Direct licensing merupakan sistem lisensi langsung antara pemilik hak cipta dan pengguna karya, tanpa melalui lembaga perantara, seperti Lembaga Manajemen Kolektif Nasional (LMKN) ataupun Lembaga Manajemen Kolektif (LMK).
Mengutip dari berkas permohonan, Hedi mengaku menghadapi situasi yang tidak menentu untuk melantunkan lagu 'Melamarmu' akibat sistem yang diterapkan pencipta lagu.
Sementara itu, T'KoeS Band dan Saartje Sylvia mempersoalkan konstitusionalitas norma Pasal 9 ayat (2) dan Pasal 113 ayat (2) UU Hak Cipta.
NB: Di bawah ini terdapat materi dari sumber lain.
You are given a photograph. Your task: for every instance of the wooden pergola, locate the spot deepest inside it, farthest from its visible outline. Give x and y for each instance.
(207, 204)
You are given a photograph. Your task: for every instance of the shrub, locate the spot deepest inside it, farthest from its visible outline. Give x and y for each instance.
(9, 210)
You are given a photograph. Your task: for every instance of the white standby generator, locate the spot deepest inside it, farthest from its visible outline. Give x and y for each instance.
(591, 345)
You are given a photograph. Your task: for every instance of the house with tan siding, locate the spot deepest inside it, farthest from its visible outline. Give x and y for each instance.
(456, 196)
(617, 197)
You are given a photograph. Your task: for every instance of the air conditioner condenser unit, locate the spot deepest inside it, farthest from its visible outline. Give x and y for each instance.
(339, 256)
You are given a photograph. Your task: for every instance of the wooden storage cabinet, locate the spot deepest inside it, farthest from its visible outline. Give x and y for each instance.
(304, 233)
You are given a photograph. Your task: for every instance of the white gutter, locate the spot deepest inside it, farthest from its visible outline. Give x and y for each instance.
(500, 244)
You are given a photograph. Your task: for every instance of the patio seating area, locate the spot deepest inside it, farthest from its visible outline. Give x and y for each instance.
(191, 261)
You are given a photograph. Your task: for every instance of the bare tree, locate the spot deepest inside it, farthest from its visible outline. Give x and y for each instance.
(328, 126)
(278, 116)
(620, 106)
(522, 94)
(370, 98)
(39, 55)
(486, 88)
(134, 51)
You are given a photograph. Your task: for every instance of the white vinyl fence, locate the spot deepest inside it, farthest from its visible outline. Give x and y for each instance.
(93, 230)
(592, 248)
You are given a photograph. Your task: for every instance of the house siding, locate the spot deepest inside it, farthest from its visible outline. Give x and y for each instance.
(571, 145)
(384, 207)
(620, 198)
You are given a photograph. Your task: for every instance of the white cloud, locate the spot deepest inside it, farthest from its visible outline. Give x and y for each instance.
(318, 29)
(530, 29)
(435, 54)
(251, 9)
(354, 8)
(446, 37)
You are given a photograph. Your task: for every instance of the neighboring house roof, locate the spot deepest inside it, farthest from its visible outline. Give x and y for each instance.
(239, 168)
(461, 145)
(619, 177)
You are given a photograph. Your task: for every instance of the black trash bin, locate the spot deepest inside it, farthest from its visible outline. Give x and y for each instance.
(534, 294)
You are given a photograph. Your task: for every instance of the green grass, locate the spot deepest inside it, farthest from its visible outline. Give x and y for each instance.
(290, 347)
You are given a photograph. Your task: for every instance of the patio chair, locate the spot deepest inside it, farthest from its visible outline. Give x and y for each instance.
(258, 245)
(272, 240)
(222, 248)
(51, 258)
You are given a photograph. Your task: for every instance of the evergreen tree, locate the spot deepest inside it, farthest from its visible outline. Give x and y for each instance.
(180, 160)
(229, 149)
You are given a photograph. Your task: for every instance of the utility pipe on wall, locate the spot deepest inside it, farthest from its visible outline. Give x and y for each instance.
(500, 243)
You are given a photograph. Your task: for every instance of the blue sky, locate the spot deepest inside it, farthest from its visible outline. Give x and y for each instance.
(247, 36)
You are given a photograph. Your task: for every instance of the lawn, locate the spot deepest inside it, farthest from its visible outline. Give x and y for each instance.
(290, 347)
Salah satu alasan para pemohon mengajukan permohonan dalam Perkara Nomor 37 ini, yaitu T'koes Band tidak diizinkan untuk mempertunjukkan lagu-lagu ciptaan Koes Plus. Larangan berasal dari ahli waris grup musik pop rok legendaris itu.
Sementara itu, mengutip dari laman MK, di dalam sidang perbaikan permohonan, kuasa hukum T'Koes dan Saartje, David Surya menyatakan para pemohon meminta MK menyatakan Pasal 9 ayat (2) UU Hak Cipta bertentangan konstitusi.
Mereka meminta pasal itu tidak mempunyai kekuatan hukum mengikat sepanjang tidak dimaknai, "Setiap Orang yang melaksanakan hak ekonomi sebagaimana dimaksud pada Pasal 9 ayat (1) f 'tidak boleh dilarang untuk melakukan pertunjukan ciptaan, sepanjang kewajiban pembayaran Royalti telah dilakukan melalui Lembaga Manajemen Kolektif (LMK)/Lembaga Manajemen Kolektif Nasional (LMKN)'."
Pemohon juga memohon kepada MK agar menyatakan Pasal 113 ayat (2) UU Hak Cipta sepanjang frasa 'tanpa hak dan/tanpa izin sebagaimana Pasal 9 ayat (1) huruf f bertentangan dengan UUD 1945 dan tidak mempunyai kekuatan hukum mengikat sepanjang tidak dimaknai, "bahwa Pengguna dengan itikad buruk tidak melaksanakan kewajibannya dalam pemenuhan hak ekonomi Pencipta atau Pemegang Hak Cipta melalui Lembaga Manajemen Kolektif (LMK)/Lembaga Manajemen Kolektif Nasional (LMKN)."
Kedua perkara ini bergulir di MK sejak sidang pemeriksaan pendahuluan digelar pada 24 April 2025. Dalam prosesnya, MK telah meminta keterangan DPR, pemerintah, saksi dan ahli, serta pihak terkait seperti LMKN.
Selain dua perkara itu, MK juga membacakan putusan atas delapan perkara lain pada hari ini yakni terkait UU Tipikor, UU Polri, UU Pemilu, UU Minerba, UU Notaris, dan UU Keselamatan Kerja.